MAAS alums discuss their work related to the pandemic during a virtual panel
By Maddie Fisher
In November, CCAS hosted “The Impact of COVID on Humanitarianism and Development in the Arab World,” an online event about how the COVID-19 pandemic is shaping both development initiatives across the region and humanitarian aid needs in conflict-affected areas. The event was held in coordination with Professor Fida Adely’s “Development in the Arab World” course. The three panelists were all MAAS alums who work with international organizations and governments responding to the COVID-19 crisis. The speakers were asked to speak about how their work and the work of their organizations has been shaped by the pandemic.
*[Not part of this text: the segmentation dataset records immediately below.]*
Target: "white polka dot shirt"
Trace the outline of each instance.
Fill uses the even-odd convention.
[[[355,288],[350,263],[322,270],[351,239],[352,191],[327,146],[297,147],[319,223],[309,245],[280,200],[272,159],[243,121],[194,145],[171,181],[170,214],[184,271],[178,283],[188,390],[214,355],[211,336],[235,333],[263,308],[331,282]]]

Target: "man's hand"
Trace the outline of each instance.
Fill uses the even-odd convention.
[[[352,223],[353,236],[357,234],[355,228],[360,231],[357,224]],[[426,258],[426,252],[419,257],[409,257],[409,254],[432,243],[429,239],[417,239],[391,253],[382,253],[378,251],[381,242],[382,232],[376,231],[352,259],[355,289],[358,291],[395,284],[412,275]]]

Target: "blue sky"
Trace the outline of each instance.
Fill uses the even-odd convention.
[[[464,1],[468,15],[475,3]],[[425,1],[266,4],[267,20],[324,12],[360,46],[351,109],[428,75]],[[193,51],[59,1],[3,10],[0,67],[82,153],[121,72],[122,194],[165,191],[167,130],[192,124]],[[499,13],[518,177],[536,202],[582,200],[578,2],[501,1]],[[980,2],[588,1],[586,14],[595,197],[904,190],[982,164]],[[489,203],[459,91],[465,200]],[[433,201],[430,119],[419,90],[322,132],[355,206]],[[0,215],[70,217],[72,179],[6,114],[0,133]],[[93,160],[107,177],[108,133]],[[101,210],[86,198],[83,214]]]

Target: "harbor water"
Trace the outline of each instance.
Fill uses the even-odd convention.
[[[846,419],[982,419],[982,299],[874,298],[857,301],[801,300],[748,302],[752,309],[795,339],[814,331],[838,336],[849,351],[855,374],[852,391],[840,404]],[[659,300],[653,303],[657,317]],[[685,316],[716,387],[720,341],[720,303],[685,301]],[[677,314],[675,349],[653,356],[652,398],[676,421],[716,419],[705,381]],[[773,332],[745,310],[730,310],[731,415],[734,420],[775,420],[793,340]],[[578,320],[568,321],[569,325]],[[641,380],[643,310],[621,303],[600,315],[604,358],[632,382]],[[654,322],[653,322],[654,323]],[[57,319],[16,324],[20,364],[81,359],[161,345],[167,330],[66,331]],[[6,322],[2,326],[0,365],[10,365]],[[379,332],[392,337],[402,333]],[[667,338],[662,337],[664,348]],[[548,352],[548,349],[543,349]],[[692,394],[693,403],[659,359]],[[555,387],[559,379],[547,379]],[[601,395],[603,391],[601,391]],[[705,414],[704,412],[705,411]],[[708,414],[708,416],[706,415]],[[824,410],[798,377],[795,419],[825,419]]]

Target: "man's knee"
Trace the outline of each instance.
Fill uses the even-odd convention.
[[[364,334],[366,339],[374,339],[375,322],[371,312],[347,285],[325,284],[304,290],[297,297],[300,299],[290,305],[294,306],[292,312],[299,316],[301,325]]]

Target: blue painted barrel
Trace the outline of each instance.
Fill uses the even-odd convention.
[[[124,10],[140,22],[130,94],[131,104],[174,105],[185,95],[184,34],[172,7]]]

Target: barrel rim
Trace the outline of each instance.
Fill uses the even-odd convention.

Each reflected on both the immediate response to this unforeseen global crisis and the ways humanitarian and development organizations are adapting and determining best practices as they continue to provide aid and push for reforms. On a wider scale, panelists shared how they anticipate the pandemic to alter the international landscape of humanitarian and development work in a world beyond the Coronavirus crisis.
Ghazi Bin Hamed (MAAS ‘16) works as a researcher and speechwriter for the office of HRH Prince Hassan Bin Talal, and as a consultant with the West Asia North Africa Institute in Jordan. He spoke about how even though people of all backgrounds are affected by the pandemic, it is the most vulnerable populations in the region who will feel its lasting effects long after there is a widespread vaccine. “Whether in the Arab world or elsewhere, if we are ever to move away from vulnerability and insecurity towards real security and stability, the common good must outweigh self-interest and profit at any price,” Bin Hamed remarked.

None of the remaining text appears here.